Without the help of third-party administrators (TPAs), the proposed New Zealand Income Insurance Scheme (NZIIS) might not produce optimal results – that is the view of workplace claims management firm Howden Care New Zealand, which has warned of possible delays and increased costs.
As previously announced, NZIIS will be administered by the Accident Compensation Corporation (ACC), which runs the country’s no-fault scheme covering accident injuries. Howden Care, in response to the proposal, pointed to a ‘deteriorating’ performance.
“ACC’s performance has significantly worsened,” noted the rehabilitation and wellness arm, which is part of the global Howden Insurance Group. “In 2016/17 ACC’s performance resulted in 68.4% of injured workers back to work within 70 days.
“In 2020 this had deteriorated to 63.3%. The direct impact for longer durations has seen 2016/17 performance at an average cost per claim of $20,876 vs 2019/20 at $25,723 per claim.”
What we were seeing, according to Howden Care, was not only more claims but also higher costs and longer time off work per claim.
“Both medical providers and NZ businesses are frustrated with ACC’s performance and ability to manage these claims,” the business went on to state. “This is highlighted by the net promoter scores in ACC’s 2021/22 quarterly report.”
The suggestion is that TPAs will have an important role to play for NZIIS to have a chance of success.
“Currently,” said Howden Care, “third-party administrators are contracted by ACC to manage non-work injuries that occur to employees. ACC makes the cover decisions but the TPAs manage the claim. When done this way, the results are improved return-to-work rates and equivalent or higher injured worker satisfaction results.”
Better results were partly attributed to the benchmarking and performance comparison information that is provided back to TPAs.
The Howden unit stressed: “All TPAs have product expertise in managing claims that are similar to the proposed social insurance scheme. Rather than being managed 100% by an inexperienced ACC, TPAs could continue to be utilised to ensure best possible outcomes, and provide the essential benchmarking in a new scheme costing employers and employees $3.54 billion per annum.
“If the scheme intention is to purely pay for loss of income at 80%, the scheme will likely see increases in duration and cost in future years.

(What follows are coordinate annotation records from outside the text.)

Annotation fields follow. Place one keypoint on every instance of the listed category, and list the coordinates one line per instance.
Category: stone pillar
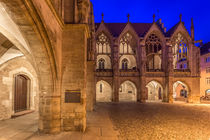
(91, 86)
(194, 91)
(74, 76)
(49, 113)
(168, 86)
(115, 89)
(143, 95)
(115, 62)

Simply paying income replacement without the ability to pay for, or enable quicker access, to required specialists is delaying return to work opportunities and will increase scheme costs.”

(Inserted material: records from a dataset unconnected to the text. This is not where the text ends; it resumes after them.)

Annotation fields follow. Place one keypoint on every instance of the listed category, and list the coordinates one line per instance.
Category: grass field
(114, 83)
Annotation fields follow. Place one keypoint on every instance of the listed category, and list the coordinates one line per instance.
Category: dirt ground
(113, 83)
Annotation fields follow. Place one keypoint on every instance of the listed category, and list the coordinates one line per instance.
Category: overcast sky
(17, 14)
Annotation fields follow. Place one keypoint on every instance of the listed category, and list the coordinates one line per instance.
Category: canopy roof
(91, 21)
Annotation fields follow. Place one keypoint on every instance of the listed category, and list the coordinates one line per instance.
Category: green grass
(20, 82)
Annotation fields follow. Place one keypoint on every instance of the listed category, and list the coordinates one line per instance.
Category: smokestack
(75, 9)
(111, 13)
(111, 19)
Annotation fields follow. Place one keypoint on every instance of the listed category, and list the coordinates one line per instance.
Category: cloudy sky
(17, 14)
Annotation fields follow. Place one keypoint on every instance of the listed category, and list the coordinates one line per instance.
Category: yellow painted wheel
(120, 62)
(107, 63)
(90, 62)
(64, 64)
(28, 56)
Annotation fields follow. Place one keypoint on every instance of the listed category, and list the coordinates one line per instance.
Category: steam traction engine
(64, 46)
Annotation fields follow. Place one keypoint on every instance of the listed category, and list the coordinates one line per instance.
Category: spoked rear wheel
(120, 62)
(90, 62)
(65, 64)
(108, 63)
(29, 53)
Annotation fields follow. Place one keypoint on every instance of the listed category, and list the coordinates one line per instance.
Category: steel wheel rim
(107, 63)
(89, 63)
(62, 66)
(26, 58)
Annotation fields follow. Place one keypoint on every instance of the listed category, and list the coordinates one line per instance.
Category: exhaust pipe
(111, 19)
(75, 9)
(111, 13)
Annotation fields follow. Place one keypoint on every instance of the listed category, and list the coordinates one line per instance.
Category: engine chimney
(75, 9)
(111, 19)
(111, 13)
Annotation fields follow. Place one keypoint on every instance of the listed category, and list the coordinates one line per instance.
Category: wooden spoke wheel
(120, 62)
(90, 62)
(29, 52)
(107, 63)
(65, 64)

It added: “ACC’s current experience and the ability for TPAs to leverage off existing relationships and medical providers, has provided better results for all injured workers and significant cost savings for ACC and employers.”

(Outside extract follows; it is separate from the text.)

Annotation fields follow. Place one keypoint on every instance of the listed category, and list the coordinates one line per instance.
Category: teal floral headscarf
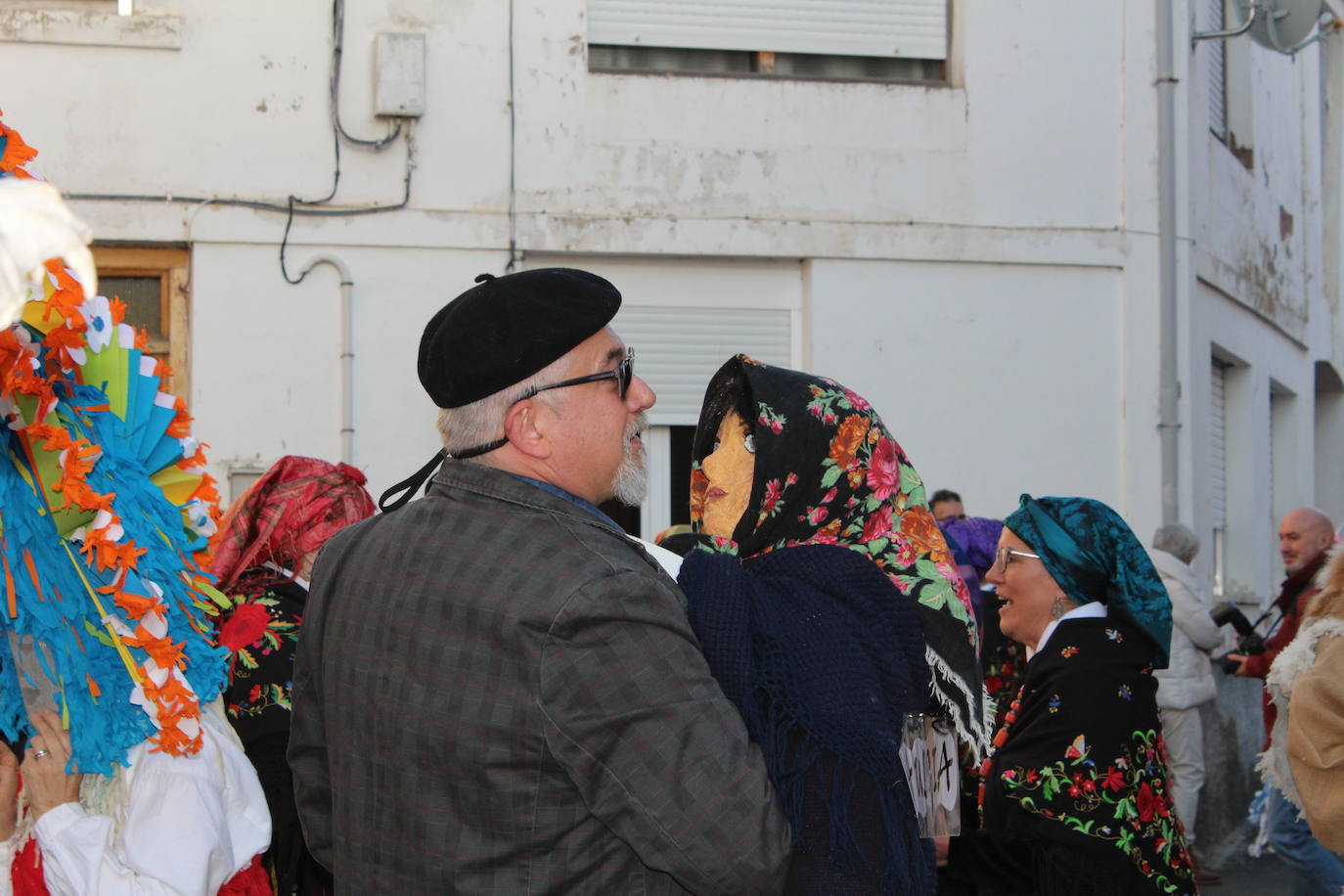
(1093, 555)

Meanwhile mixed views, as well as questions, have been expressed by several camps ahead of the scheme’s consultation deadline today (April 26) at 5pm.
While the likes of the International Monetary Fund – which believes NZIIS will fill an important social protection gap – and trade union FIRST Union have voiced support, groups including Auckland Action Against Poverty, NZ Disability Advisory Trust, Young Greens, and Poverty Action Waikato have described the proposed scheme as exclusionary.
Other considerations, such as the possible timing of the scheme rollout, have also been put forward. For consultancy giant Deloitte, the NZIIS timetable is pretty ambitious.
Deloitte NZ tax partner Robyn Walker previously pointed out: “Bearing in mind that there are several really difficult issues to grapple with in creating a scheme that is widely supported and sustainable, are the timeframes for implementing a New Zealand Income Insurance Scheme long enough? It is proposed that legislation is introduced in 2022, with the scheme applying from late 2023, a potential 23-month window from discussion document to application.
“A more generous timeline for the New Zealand Income Insurance Scheme may allow more time for upfront policy design and robust scrutiny of the legislation through Parliamentary processes, and of course ensure there is adequate time for employers, employees, and the government itself to get ready once legislative processes are completed.”
There are said to be over 100,000 New Zealanders that either are made redundant, are laid off, or have to stop working due to a disability or health condition every year. NZIIS is being proposed by the government, Business New Zealand, and the New Zealand Council of Trade Unions in response.